The current architecture of digital social life is centralized. A small number of platforms — controlled by a small number of companies, governed by their terms of service, shaped by their business models — mediate the majority of online friendship formation and maintenance. The friendships formed there carry the platform's imprint: its norms, its information architecture, its incentives. The data underlying those relationships belongs to the company, not the people in them. When platforms change or die, the relationship infrastructure they hosted may not survive.

Decentralized social protocols represent a different architectural premise. Instead of a single company running a platform that users access, decentralized systems distribute infrastructure across many servers (instances) operated by different people and organizations, with open protocols that allow interoperability between them. The most developed example is ActivityPub, the protocol underlying Mastodon and a growing ecosystem of applications including Pixelfed, PeerTube, and others — what is collectively called the Fediverse. Bluesky operates on a different decentralized protocol, AT Protocol, with a different set of architectural tradeoffs. Nostr is a further alternative. Each represents a different answer to the question of how digital social infrastructure should be governed.

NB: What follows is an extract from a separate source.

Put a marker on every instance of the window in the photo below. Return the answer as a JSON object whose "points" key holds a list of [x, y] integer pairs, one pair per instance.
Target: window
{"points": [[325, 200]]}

For friendship, the implications are real but not yet fully realized. In decentralized systems, users can move their accounts between servers without losing their social graph — the people they follow, and who follow them, are not locked to a single corporate instance. Identity is more portable. Data can in principle be owned and managed by users or small communities rather than by corporations. The power to set moderation norms, community standards, and interaction rules shifts from a central corporate authority to the people running individual instances.

These changes matter because the architecture of social infrastructure shapes the relationships that form within it. A friendship that forms in an environment owned by the people using it — or by a small community that has control over its own norms — is structurally different from one that forms in an environment owned by a surveillance-advertising corporation. The terms are different. The incentives acting on the relationship are different. What the platform is extracting from the interaction is different.

The honest caveat is that decentralized social remains, as of now, a small fraction of total digital social life. The network effects that make large centralized platforms powerful are real: people go where other people are, and most people are still on centralized platforms. Mastodon has millions of users; Meta has billions. For decentralized social to shape friendship futures at scale, it would require either significant migration from centralized platforms or the gradual establishment of decentralized infrastructure as the substrate for new communities.

The significance of decentralized social for this manual is less about current adoption rates and more about what it demonstrates: that the architecture of digital social life is a choice, not a law of nature. The centralized platform model is not inevitable. Different architectures produce different social conditions. Making those conditions visible — understanding what centralized ownership does to the friendships that form within it — is the first step toward choosing differently.